Short Story Submission: The Race Track

Leonardo Paley

This student submission was originally published in the Fall 2018 “Culture of UNF Issue”. 

The track the boy would ride around was worn down, and rightfully so. The school had closed a year or so ago because of things the boy was either too young or too dumb to understand. All he knew was they had left the playground and race track open to the public, a new public park to replace the loss of the school. No one had really taken care of the track when the school was there, and now no one was left to pretend to take care of the track. The red paint that had been added when the track had been laid was wearing off, slowly bleaching away in the sun. The white lines that designated where to ride had begun to fade long ago, and all the remained were light spots around the edge of the track and the remnants of numbers at one end. The boy had to ride the bus for a long time to get to school now, but he didn’t really mind. Dad always got home from work early in the morning and would make lots of noise, so the boy was up early anyway.

Every day after school the boy would come to the track and ride his bike around the track. Mom wouldn’t get home from work until the sun was starting to go down anyways, and he had nothing to do in the house. So every day he rode his bike around the track until the sun would start to go down, when he would ride slowly home to help Mom make dinner. Sometimes other kids would be on the playground, and their moms would sit on the benches and watch the kids run around.
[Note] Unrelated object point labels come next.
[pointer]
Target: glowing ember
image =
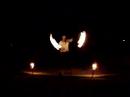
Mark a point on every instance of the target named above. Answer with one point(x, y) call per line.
point(94, 66)
point(54, 43)
point(32, 65)
point(81, 39)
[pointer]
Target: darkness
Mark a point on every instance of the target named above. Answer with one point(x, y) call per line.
point(25, 37)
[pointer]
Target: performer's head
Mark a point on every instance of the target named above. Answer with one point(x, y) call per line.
point(63, 38)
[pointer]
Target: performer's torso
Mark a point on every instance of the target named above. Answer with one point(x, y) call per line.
point(64, 46)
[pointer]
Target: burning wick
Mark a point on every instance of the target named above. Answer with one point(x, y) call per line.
point(81, 39)
point(94, 67)
point(32, 65)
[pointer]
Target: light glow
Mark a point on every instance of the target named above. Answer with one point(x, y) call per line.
point(32, 65)
point(94, 66)
point(54, 43)
point(81, 39)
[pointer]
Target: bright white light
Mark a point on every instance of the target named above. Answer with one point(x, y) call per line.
point(94, 66)
point(81, 39)
point(123, 40)
point(32, 65)
point(54, 43)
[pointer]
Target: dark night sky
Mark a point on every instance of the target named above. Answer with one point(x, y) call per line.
point(106, 24)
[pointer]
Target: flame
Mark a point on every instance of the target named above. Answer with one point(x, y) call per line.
point(81, 39)
point(94, 66)
point(54, 43)
point(32, 65)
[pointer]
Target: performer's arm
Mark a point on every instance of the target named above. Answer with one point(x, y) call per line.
point(70, 40)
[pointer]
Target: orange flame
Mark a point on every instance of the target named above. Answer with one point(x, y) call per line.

If the kids got too close to the boy as he rode, the moms would call them over and whisper into their ear and the kids wouldn’t come back near the track. No one ever stopped him, and he never really stopped for anyone either.

If he was really lucky that day, a lizard or two would be on the track when he was riding, sitting out in the sun on the cracked, warm pavement of the track. He would ride as far away from the lizard as possible, while still staying on the track; sometimes riding on the faint white line that slid along the edge of the pavement, a lazy suggestion of where the grass was supposed to stop growing. He would count how many times he could go around the circle and the lizard would still be there, and when it left he would forget about it, and go back to riding.

One day another boy had ridden around the track with him, and he tried to talk to the boy, say hi and ask his name. But the boy didn’t say anything, and he didn’t look over at the other boy. He kept riding around the circle, and eventually, the other boy stopped trying to ask.

After a few laps like this one, the other asked why the boy was riding around the circle, and the boy didn’t answer. He didn’t have an answer, he just kept going. He didn’t know if he even liked riding around the circle. His bike was old, and getting too small for him. The newcomer eventually left, and the boy continued to ride around the track, waiting for the sun to go down. When it finally began to fall, the boy made his way back home.

He brought his bike under the porch, setting it neatly up against the wall by the front door and chaining it to the small stretch of iron fence going down from the steps to the walkway. He went inside and kicked off his shoes, throwing his backpack into the living room as he walked to the kitchen to help his mom make dinner like he did every night. He never went back to the track, and for a week the other boy would come to the track and ride around, waiting for the boy to join. But he never did, and eventually, the boy stopped looking for him and just rode in silence, never really sure why.